Multiparametric Characterization of Focal Cortical Dysplasia Using 3D MR Fingerprinting

• Published in: Annals of neurology Vol. 96; no. 5; pp. 944 - 957
• Main Authors: Su, Ting‐Yu, Choi, Joon Yul, Hu, Siyuan, Wang, Xiaofeng, Blümcke, Ingmar, Chiprean, Katherine, Krishnan, Balu, Ding, Zheng, Sakaie, Ken, Murakami, Hiroatsu, Alexopoulos, Andreas V, Najm, Imad, Jones, Stephen E, Ma, Dan, Wang, Zhong Irene
• Format: Journal Article
• Language: English
• Published: United States Wiley Subscription Services, Inc 01.11.2024
• Subjects: Adolescent; Adult; Brain mapping; Child; Classification; Clinical trials; Disease control; Dysplasia; Epilepsies, Partial - diagnostic imaging; Epilepsy; Female; Fingerprinting; Focal Cortical Dysplasia; Humans; Image processing; Image reconstruction; Imaging, Three-Dimensional - methods; Lesions; Machine Learning; Magnetic resonance imaging; Magnetic Resonance Imaging - methods; Male; Malformations of Cortical Development - diagnostic imaging; Malformations of Cortical Development - pathology; Middle Aged; Multiparametric Magnetic Resonance Imaging - methods; Neuroimaging; Performance measurement; Radiology; Sensitivity analysis; Subgroups; Substantia alba; Substantia grisea; Support vector machines; Two dimensional analysis; Young Adult
• ISSN: 0364-5134; 1531-8249; 1531-8249
• DOI: 10.1002/ana.27049

To develop a multiparametric machine-learning (ML) framework using high-resolution 3 dimensional (3D) magnetic resonance (MR) fingerprinting (MRF) data for quantitative characterization of focal cortical dysplasia (FCD).
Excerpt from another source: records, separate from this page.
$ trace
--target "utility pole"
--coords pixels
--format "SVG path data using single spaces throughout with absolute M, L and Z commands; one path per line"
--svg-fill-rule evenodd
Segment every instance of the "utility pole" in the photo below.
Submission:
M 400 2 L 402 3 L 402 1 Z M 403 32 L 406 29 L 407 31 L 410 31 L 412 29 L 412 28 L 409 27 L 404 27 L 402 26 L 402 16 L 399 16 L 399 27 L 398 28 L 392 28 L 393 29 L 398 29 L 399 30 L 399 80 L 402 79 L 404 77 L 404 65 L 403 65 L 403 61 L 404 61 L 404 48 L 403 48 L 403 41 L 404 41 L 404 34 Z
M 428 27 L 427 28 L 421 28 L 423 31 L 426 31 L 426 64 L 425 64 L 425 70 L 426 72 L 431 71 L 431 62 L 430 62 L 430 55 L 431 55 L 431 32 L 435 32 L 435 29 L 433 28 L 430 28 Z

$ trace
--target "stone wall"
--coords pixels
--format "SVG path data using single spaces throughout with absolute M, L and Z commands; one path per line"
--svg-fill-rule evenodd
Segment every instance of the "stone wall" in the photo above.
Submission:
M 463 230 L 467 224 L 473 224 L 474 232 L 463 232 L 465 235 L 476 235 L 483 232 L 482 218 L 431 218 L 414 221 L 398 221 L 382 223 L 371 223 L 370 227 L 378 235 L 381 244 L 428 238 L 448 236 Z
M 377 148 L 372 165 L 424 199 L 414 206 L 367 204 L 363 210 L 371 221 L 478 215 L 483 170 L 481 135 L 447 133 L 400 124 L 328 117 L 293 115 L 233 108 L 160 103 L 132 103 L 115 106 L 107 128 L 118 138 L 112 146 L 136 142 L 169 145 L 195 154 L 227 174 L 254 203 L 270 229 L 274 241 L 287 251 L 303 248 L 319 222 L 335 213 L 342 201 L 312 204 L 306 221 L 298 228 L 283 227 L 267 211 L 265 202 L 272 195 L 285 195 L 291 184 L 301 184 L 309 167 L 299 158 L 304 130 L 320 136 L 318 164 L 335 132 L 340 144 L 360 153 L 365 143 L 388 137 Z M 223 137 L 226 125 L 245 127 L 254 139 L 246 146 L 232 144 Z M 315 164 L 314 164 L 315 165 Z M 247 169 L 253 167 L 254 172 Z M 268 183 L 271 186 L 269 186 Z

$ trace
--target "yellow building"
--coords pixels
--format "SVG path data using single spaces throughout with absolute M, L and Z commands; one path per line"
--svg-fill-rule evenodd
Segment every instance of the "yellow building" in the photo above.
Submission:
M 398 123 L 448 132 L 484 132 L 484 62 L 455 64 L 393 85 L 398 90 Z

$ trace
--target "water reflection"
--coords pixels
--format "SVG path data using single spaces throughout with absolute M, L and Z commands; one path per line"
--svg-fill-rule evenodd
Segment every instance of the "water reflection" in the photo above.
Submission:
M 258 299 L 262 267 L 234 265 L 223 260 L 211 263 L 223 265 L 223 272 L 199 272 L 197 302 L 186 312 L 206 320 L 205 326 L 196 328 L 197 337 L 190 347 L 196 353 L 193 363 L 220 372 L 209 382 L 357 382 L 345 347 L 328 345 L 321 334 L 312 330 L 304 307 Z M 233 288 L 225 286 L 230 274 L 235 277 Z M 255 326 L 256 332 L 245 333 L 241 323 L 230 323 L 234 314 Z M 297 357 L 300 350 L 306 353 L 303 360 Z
We included 119 subjects, 33 patients with focal epilepsy and histopathologically confirmed FCD, 60 age- and gender-matched healthy controls (HCs), and 26 disease controls (DCs). Subjects underwent whole-brain 3 Tesla MRF acquisition, the reconstruction of which generated T1 and T2 relaxometry maps. A 3D region of interest was manually created for each lesion, and z-score normalization using HC data was performed. We conducted 2D classification with ensemble models using MRF T1 and T2 mean and standard deviation from gray matter and white matter for FCD versus controls. Subtype classification additionally incorporated entropy and uniformity of MRF metrics, as well as morphometric features from the morphometric analysis program (MAP). We translated 2D results to individual probabilities using the percentage of slices above an adaptive threshold. These probabilities and clinical variables were input into a support vector machine for individual-level classification. Fivefold cross-validation was performed and performance metrics were reported using receiver-operating-characteristic-curve analyses. FCD versus HC classification yielded mean sensitivity, specificity, and accuracy of 0.945, 0.980, and 0.962, respectively; FCD versus DC classification achieved 0.918, 0.965, and 0.939. In comparison, visual review of the clinical magnetic resonance imaging (MRI) detected 48% (16/33) of the lesions by official radiology report. In the subgroup where both clinical MRI and MAP were negative, the MRF-ML models correctly distinguished FCD patients from HCs and DCs in 98.3% of cross-validation trials. Type II versus non-type-II classification exhibited mean sensitivity, specificity, and accuracy of 0.835, 0.823, and 0.83, respectively; type IIa versus IIb classification showed 0.85, 0.9, and 0.87. In comparison, the transmantle sign was present in 58% (7/12) of the IIb cases. The MRF-ML framework presented in this study demonstrated strong efficacy in noninvasively classifying FCD from normal cortex and distinguishing FCD subtypes. ANN NEUROL 2024;96:944-957.